|Annu. Rev. Astron. Astrophys. 1997. 35:
Copyright © 1997 by . All rights reserved
8.2. About the Unbiased Plateau in the MND
In the method of normalized distances (MND), the basic concept is the unbiased plateau, which corresponds to the separate unbiased parts of the Spaenhauer diagram in TEC. After its first utilization by Bottinelli et al (1986), several new developments have matured the understanding of the unbiased plateau. Bottinelli et al (1995) recognized that in the Equation 12 of MND, one should add terms describing how the effective magnitude limit changes due to internal extinction (inclination effect) and galactic extinction; it is also possible that the limiting magnitude depends on the TF parameter p (Bottinelli et al 1988a). One must also include the type dependence in the method (Theureau et al 1997).

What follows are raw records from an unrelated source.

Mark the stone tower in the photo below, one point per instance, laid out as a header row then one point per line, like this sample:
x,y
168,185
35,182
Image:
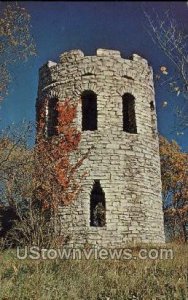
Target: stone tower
x,y
120,200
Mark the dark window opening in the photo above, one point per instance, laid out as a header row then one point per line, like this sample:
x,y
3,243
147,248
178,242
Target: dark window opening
x,y
129,118
52,117
89,110
97,206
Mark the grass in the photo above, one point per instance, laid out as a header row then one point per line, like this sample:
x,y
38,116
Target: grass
x,y
95,279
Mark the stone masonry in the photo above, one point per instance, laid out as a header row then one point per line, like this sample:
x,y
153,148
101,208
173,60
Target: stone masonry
x,y
124,163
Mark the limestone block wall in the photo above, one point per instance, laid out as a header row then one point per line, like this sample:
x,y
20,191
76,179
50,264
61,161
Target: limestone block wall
x,y
127,164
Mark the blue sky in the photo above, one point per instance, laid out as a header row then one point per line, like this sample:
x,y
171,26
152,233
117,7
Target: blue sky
x,y
65,25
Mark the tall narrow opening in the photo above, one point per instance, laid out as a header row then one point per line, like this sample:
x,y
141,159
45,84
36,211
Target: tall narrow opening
x,y
52,117
89,110
97,206
129,117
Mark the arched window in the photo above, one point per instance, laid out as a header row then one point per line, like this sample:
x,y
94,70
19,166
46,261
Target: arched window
x,y
89,110
52,117
97,206
129,118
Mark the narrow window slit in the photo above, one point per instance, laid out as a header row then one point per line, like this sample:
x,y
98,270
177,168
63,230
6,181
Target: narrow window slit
x,y
129,117
89,110
97,206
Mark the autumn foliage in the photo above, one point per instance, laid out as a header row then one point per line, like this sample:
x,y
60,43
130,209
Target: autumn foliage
x,y
174,170
56,173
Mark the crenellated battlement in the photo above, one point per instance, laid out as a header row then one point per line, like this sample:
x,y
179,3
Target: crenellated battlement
x,y
116,116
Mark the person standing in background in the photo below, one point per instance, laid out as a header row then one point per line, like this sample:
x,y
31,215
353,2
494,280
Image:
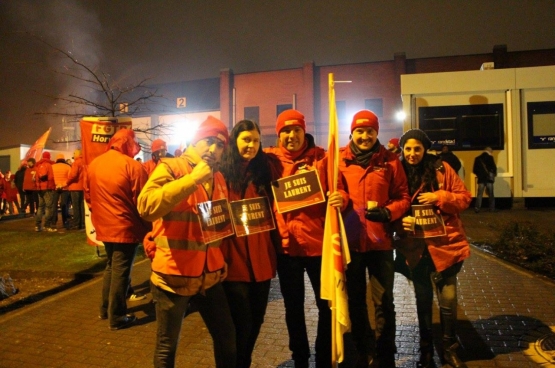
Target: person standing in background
x,y
61,173
75,181
44,182
112,186
485,169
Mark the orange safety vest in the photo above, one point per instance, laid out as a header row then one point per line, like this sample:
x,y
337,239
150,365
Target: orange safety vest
x,y
180,249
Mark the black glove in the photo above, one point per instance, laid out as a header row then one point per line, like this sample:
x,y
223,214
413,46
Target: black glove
x,y
378,214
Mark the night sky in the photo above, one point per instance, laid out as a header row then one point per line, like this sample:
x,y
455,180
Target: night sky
x,y
178,40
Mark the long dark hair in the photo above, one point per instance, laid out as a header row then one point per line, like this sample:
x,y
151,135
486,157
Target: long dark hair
x,y
257,170
422,175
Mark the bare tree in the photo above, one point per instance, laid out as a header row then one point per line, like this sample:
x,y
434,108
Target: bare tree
x,y
99,94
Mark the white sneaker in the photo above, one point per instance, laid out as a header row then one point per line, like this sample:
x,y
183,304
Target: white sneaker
x,y
136,297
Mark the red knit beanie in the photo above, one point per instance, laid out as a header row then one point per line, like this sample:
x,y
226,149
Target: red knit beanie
x,y
290,118
211,127
395,142
365,118
157,145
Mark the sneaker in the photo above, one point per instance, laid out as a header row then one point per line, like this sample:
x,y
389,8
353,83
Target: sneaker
x,y
124,322
136,297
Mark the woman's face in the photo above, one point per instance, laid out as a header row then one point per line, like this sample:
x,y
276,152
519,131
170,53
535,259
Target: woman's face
x,y
292,138
248,144
414,151
364,138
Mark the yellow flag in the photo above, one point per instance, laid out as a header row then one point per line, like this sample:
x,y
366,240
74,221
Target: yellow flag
x,y
335,252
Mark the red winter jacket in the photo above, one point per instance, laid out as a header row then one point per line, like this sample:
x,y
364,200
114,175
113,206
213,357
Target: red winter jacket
x,y
383,181
302,230
77,174
49,184
114,181
453,198
252,257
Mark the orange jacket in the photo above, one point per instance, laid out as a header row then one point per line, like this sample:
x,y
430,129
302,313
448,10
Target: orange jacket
x,y
383,181
252,257
179,246
49,184
61,171
302,230
114,181
76,174
453,198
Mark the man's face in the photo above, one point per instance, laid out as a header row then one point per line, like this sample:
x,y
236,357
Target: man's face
x,y
210,150
248,144
414,151
364,138
292,138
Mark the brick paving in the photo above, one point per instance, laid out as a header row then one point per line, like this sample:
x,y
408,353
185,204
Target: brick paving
x,y
503,310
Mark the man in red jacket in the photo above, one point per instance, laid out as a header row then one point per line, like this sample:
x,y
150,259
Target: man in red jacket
x,y
114,181
302,234
184,266
378,195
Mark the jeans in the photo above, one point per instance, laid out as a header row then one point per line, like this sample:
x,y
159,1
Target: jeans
x,y
45,208
291,280
116,280
214,310
480,194
380,267
425,278
248,302
78,205
63,198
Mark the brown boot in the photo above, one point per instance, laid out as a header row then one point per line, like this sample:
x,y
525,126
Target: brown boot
x,y
450,355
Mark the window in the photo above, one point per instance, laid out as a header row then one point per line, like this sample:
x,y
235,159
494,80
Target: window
x,y
252,113
282,108
375,105
541,124
466,127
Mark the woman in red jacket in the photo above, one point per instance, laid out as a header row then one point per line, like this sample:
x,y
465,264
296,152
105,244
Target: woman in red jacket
x,y
439,258
251,259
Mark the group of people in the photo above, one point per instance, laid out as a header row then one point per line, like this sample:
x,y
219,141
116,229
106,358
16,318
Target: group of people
x,y
39,188
228,280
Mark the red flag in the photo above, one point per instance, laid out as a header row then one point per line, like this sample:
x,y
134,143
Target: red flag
x,y
36,149
335,252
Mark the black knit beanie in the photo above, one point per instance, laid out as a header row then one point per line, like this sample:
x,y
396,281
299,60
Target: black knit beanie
x,y
418,135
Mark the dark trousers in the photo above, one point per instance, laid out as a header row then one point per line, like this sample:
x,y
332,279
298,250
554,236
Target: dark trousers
x,y
291,280
61,198
78,209
425,278
214,310
247,302
31,199
116,280
380,267
45,208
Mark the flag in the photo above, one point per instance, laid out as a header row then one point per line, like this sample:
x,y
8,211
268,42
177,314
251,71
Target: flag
x,y
36,149
335,252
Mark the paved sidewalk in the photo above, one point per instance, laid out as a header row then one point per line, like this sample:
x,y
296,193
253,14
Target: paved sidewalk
x,y
502,309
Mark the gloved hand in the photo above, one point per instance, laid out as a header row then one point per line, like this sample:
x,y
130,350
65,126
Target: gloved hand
x,y
378,214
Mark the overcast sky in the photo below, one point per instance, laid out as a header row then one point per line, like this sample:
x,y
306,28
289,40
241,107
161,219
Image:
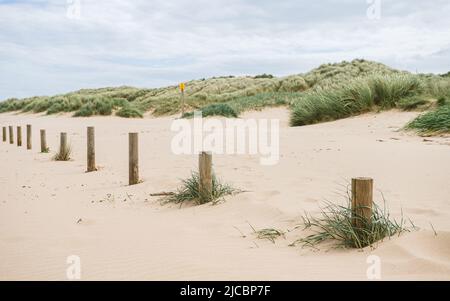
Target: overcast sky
x,y
55,46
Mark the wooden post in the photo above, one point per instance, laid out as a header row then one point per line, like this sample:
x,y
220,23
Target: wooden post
x,y
28,136
19,136
362,199
43,142
91,149
182,103
205,173
133,166
11,135
63,143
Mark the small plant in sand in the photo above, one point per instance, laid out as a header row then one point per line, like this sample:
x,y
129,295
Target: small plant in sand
x,y
337,223
268,233
63,154
190,192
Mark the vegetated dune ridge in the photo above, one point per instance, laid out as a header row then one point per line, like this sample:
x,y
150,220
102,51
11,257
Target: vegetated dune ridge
x,y
331,91
50,210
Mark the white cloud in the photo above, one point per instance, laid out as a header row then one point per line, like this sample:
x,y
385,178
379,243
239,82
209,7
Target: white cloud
x,y
154,43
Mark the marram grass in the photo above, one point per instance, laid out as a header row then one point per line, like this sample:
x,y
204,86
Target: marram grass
x,y
63,154
335,223
270,234
354,97
434,122
190,192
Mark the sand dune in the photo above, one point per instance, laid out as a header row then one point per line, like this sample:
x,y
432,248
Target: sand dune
x,y
50,210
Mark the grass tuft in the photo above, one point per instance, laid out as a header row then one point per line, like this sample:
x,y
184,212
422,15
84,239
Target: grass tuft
x,y
269,234
356,97
433,122
129,112
335,224
190,192
63,154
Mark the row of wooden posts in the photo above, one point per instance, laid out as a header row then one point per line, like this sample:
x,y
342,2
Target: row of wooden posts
x,y
362,188
205,158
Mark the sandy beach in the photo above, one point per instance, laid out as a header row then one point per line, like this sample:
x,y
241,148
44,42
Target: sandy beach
x,y
50,210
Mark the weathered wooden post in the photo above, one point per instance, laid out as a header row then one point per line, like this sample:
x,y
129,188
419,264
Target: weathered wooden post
x,y
205,174
91,149
362,200
44,148
19,136
133,166
28,136
11,135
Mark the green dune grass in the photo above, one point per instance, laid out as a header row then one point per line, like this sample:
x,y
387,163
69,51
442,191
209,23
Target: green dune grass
x,y
329,92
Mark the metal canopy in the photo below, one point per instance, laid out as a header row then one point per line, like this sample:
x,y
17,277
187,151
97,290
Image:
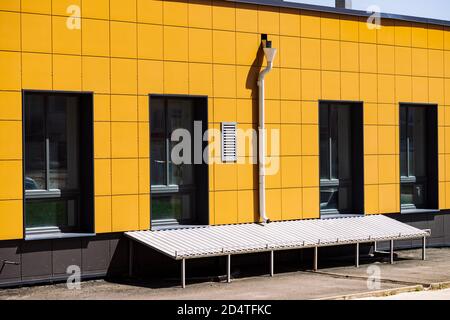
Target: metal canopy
x,y
228,240
211,241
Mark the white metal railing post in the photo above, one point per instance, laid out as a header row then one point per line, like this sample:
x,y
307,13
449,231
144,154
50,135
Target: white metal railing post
x,y
229,268
424,248
183,273
316,253
130,258
357,255
391,255
271,263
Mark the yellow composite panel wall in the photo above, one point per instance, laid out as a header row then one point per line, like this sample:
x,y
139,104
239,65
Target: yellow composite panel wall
x,y
125,50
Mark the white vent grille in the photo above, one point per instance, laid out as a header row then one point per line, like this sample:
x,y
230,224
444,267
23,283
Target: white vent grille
x,y
229,149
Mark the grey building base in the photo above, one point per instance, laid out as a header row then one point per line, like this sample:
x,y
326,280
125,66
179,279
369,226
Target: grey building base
x,y
101,256
45,261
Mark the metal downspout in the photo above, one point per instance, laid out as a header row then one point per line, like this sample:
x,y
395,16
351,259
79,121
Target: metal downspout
x,y
262,145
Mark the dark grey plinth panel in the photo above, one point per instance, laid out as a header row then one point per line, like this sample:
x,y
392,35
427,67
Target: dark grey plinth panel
x,y
28,262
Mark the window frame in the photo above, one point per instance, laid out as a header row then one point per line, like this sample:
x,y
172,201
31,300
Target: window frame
x,y
193,189
83,195
356,181
429,180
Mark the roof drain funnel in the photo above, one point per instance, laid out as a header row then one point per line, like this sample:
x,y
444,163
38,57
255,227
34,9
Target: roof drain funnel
x,y
269,53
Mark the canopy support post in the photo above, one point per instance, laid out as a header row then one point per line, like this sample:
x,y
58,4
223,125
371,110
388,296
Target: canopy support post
x,y
357,255
183,273
229,268
391,255
130,258
271,263
316,253
424,248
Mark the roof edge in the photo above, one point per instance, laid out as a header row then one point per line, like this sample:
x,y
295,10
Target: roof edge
x,y
349,12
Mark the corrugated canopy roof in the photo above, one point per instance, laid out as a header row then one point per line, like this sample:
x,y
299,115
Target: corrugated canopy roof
x,y
211,241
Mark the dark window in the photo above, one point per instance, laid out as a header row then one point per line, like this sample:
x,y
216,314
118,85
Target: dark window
x,y
417,150
54,187
340,152
175,187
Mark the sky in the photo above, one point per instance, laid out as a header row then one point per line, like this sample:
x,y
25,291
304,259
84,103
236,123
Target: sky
x,y
435,9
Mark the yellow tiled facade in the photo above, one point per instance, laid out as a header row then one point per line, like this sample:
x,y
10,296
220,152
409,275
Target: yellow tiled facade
x,y
126,50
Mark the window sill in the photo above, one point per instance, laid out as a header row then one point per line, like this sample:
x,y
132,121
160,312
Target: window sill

Numerical simulations by Ekholm (1996) supported the reliability of MND. An interesting result was that in certain kinds of studies (e.g. for determination of the slope of the TF relation), it is admissible to use galaxies somewhat beyond the unbiased plateau, which increases the sample. In fact, it is a handicap in MND, as well as in TEC, that the number of "useful" galaxies remains small in the unbiased regions, e.g. when one determines the value of Ho. One remedy is to use increasingly large samples. For instance, Bottinelli et al (1986) used the total number of galaxies of 395, and the size of the adopted plateau was 41. Theureau et al (1997) used a KLUN sample (with diameters) that was, after necessary restrictions, 4164, and the adopted plateau contained 478 galaxies. It seems that generally the visible empirical plateau contains about 10% of the total sample. Theureau et al (1997) confirmed this by an analytical calculation, where the cumulative error of <log H> was seen to reach about 1% when the fraction of the sample is 0.1.
Because of the small number of plateau galaxies, one would be willing to use for the determination of Ho the inverse relation, where, in principle, one could use the whole sample. However, the various problems with the inverse relation (Section 5) must be solved before it can be safely used as an independent distance indicator.